Haynes and Director of Photography Ed Lachman, who also shot Far From Heaven, chose to film in Cincinnati, Ohio because it’s pre-war buildings resemble 1950s New York. They even shot current signage because it remains architecturally authentic. Lachman explains he shot Carol using ‘poetic realism’ referencing mid-20th century photographers. He clarifies saying photographs from the era have a certain poetic feel to them which is what Haynes wanted for the film. Costume designer Sandy Powell dresses Carol as posh and cosmopolitan juxtaposed with Therese’s understated plaids and even blue jeans at times. Production designer Judy Becker drapes the interiors in dark green, dark pink, and yellows. This feeling of consistent color saturation reminds me of Far From Heaven with its persistent, bright fall colors.

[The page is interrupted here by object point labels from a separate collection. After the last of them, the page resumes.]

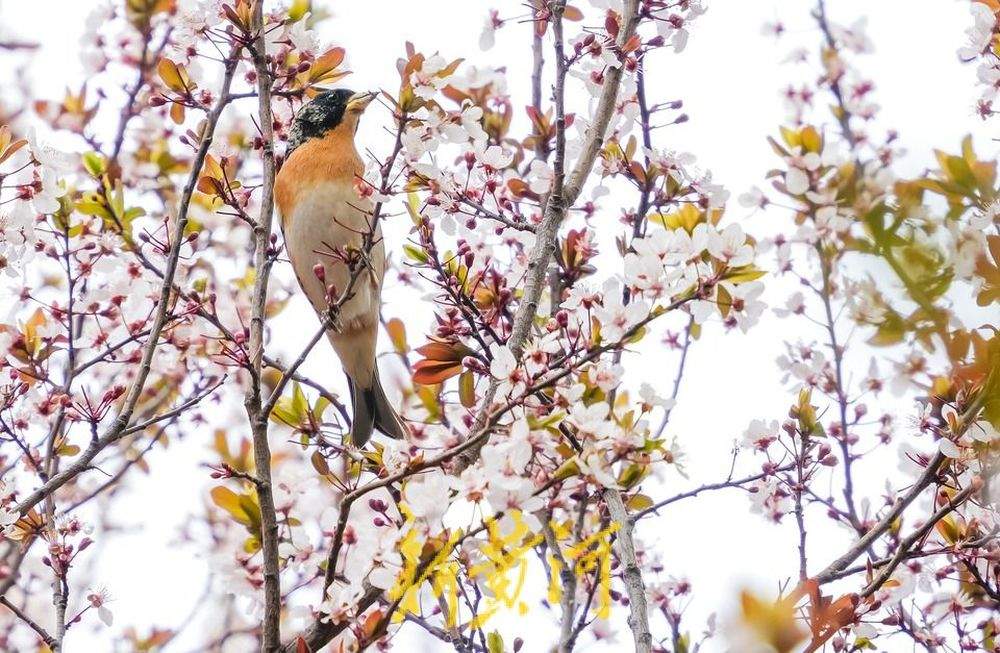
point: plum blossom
(730, 246)
(428, 496)
(980, 33)
(617, 317)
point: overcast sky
(729, 79)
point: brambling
(322, 217)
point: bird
(322, 213)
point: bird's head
(329, 111)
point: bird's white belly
(327, 221)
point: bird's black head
(325, 112)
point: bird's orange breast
(319, 160)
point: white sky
(729, 78)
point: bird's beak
(360, 101)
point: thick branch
(271, 623)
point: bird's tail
(372, 410)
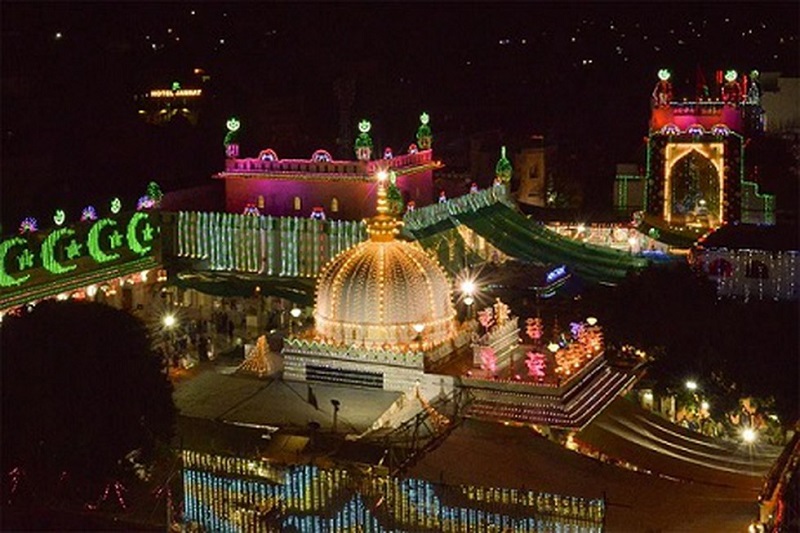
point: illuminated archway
(675, 207)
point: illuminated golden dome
(384, 291)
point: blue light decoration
(224, 493)
(558, 272)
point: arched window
(721, 268)
(756, 269)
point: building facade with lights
(751, 262)
(696, 173)
(323, 187)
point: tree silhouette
(81, 390)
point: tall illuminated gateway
(383, 311)
(695, 156)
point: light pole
(336, 404)
(468, 289)
(295, 312)
(419, 328)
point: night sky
(580, 74)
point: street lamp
(295, 313)
(419, 329)
(336, 404)
(169, 321)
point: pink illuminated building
(340, 189)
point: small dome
(383, 291)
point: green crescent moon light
(49, 260)
(93, 241)
(133, 242)
(5, 279)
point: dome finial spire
(383, 226)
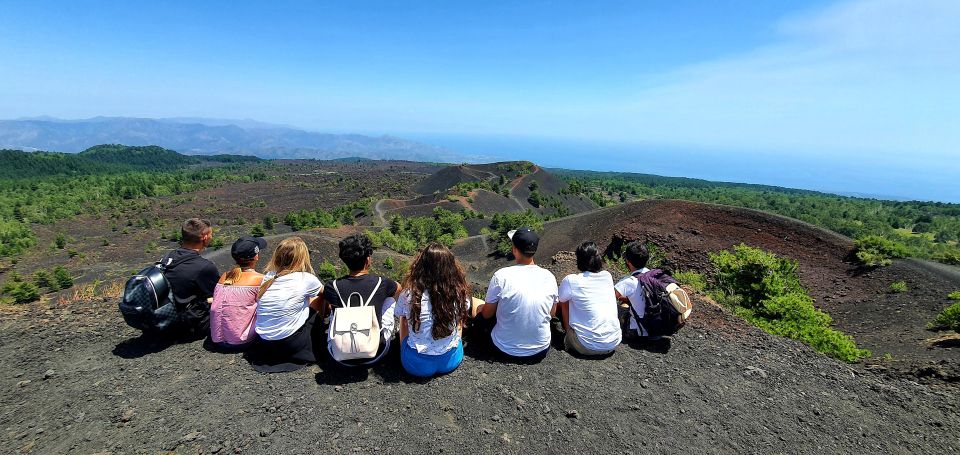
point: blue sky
(875, 79)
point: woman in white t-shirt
(588, 306)
(286, 305)
(432, 308)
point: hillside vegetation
(921, 229)
(44, 187)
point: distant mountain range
(199, 136)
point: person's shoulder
(604, 275)
(546, 273)
(503, 272)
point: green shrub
(15, 238)
(754, 274)
(15, 290)
(60, 242)
(877, 251)
(948, 319)
(326, 271)
(898, 287)
(62, 277)
(45, 279)
(765, 290)
(501, 223)
(406, 235)
(693, 280)
(344, 214)
(535, 199)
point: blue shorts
(424, 366)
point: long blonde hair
(291, 256)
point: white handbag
(354, 330)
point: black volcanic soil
(859, 301)
(76, 380)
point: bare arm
(564, 313)
(488, 310)
(403, 327)
(317, 304)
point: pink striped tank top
(233, 313)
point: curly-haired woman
(432, 309)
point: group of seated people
(283, 317)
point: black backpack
(148, 302)
(668, 305)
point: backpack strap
(167, 262)
(375, 289)
(636, 316)
(346, 303)
(640, 287)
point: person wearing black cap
(234, 307)
(520, 302)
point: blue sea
(863, 175)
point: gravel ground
(76, 380)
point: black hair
(193, 229)
(354, 251)
(588, 258)
(637, 254)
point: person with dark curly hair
(432, 309)
(588, 306)
(356, 252)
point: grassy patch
(898, 287)
(693, 280)
(948, 319)
(877, 251)
(765, 290)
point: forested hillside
(43, 187)
(927, 229)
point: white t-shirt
(593, 309)
(524, 295)
(423, 340)
(629, 287)
(285, 307)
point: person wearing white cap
(520, 302)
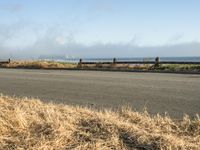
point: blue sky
(99, 28)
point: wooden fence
(157, 62)
(5, 61)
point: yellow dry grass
(32, 124)
(38, 65)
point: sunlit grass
(32, 124)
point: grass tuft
(32, 124)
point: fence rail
(5, 61)
(156, 62)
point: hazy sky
(99, 28)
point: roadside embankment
(32, 124)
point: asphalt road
(176, 94)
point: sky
(99, 28)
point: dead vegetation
(32, 124)
(38, 65)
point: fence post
(80, 63)
(157, 61)
(114, 61)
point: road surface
(176, 94)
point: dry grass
(31, 124)
(38, 64)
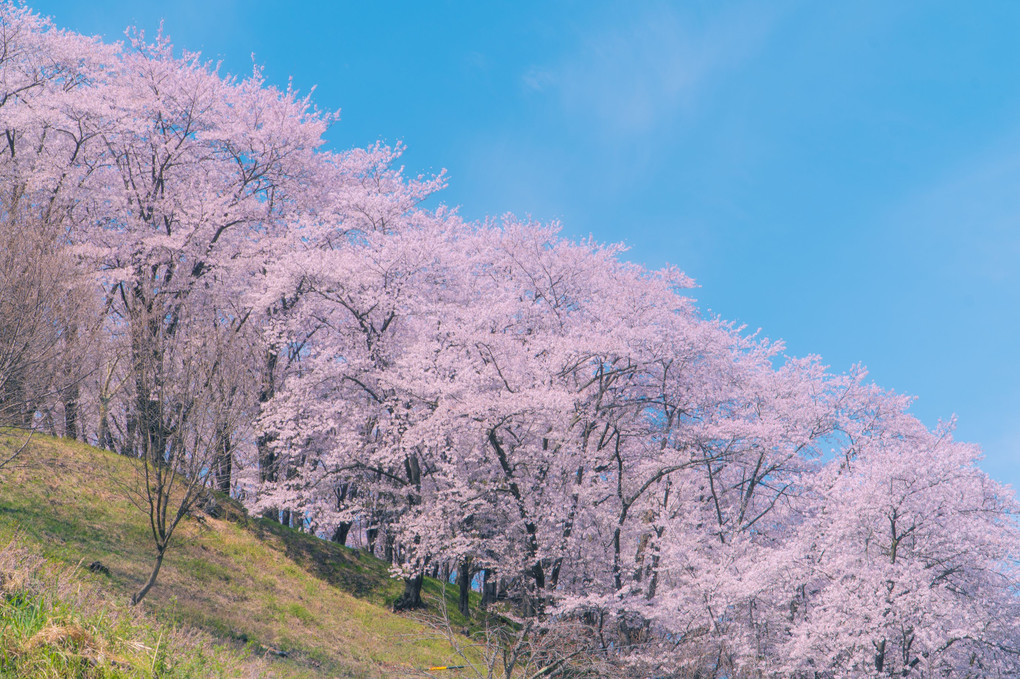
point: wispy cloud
(632, 74)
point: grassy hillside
(246, 585)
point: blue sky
(843, 175)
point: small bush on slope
(54, 625)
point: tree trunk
(464, 582)
(340, 534)
(140, 594)
(222, 465)
(490, 587)
(411, 598)
(70, 397)
(370, 535)
(266, 457)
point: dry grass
(248, 583)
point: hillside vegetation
(232, 587)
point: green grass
(247, 583)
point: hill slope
(247, 582)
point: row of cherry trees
(536, 415)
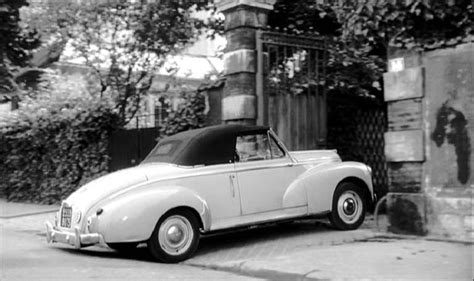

The soundtrack by Carter Burwell, who scores the Coen Brothers films, is one of the year’s best moving along deliberately with thoughtful piano, deep cellos, and lower woodwinds. Put it all together and Carol is masterfully crafted. Yet, its central love story is not a narrative that exactly nails me to my seat. I sympathize with Carol and Therese navigating a relationship openly frowned upon in society, but the finished product feels more aloof than all encompassing. I walked out of the theater thoroughly enchanted with the ending, which is so well put together it borders on pure cinematic art. It is a stellar cap to put on a somewhat drab love story draped in exceedingly competent filmmaking.